I mean, yes, but I think “sometimes” really underestimates role money plays in a capitalist world. Money is power. People who tell you otherwise are trying to sell you something.

[-] Varixable@lemmy.fmhy.ml 1 points 1 year ago

Agreed. It's no coincidence that both Twitter and Reddit are shitting the bed at the same time.

Elon is pretty clearly an actual idiot, and has managed to get by thus far by just having a seemingly endless supply of fuck you money, but this is just capitalism doing the Predator bicep meme with foreign oligarchs to consolidate power.

[-] Dash11@lemmy.world 4 points 1 year ago

I mean, it sort of is. Unless the fed is involved in this billionaire conspiracy also (which the nature of conspiracy theories will undoubtedly have someone saying of course the fed is in on it with the billionaires).

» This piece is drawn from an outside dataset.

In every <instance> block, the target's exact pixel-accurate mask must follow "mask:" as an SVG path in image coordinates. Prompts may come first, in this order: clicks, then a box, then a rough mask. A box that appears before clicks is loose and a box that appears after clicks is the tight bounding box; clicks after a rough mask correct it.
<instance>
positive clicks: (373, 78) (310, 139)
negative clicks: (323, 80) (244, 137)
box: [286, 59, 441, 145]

The simple answer really does make the most sense here. Interest rates are on the rise, and platforms like twitter and reddit have been around for a very long time and none of the venture capital backing them has ever turned a real profit despite the money being pumped into them. Investors will pull out money from the riskiest items first when interest rates rise, and the riskiest items are social media platforms that haven't demonstrated monetization potential even after a decade of use and monolithic control within their spaces. If a link aggregator like Reddit, which is really the only major player in its brand of social media can't turn a profit with basically no competition why would you continue supporting it?

[-] Varixable@lemmy.fmhy.ml 2 points 1 year ago* (last edited 1 year ago)

Great point, and I do think you're right because that is the most sensible answer to what the motives behind these recent decisions are. There has been a nonstop flow of cheap debt for years that the fed is just now tightening up on.

But these business decisions also happen to align with the interests of deep pocketed bad actors. The why's of that are conspiracy theories.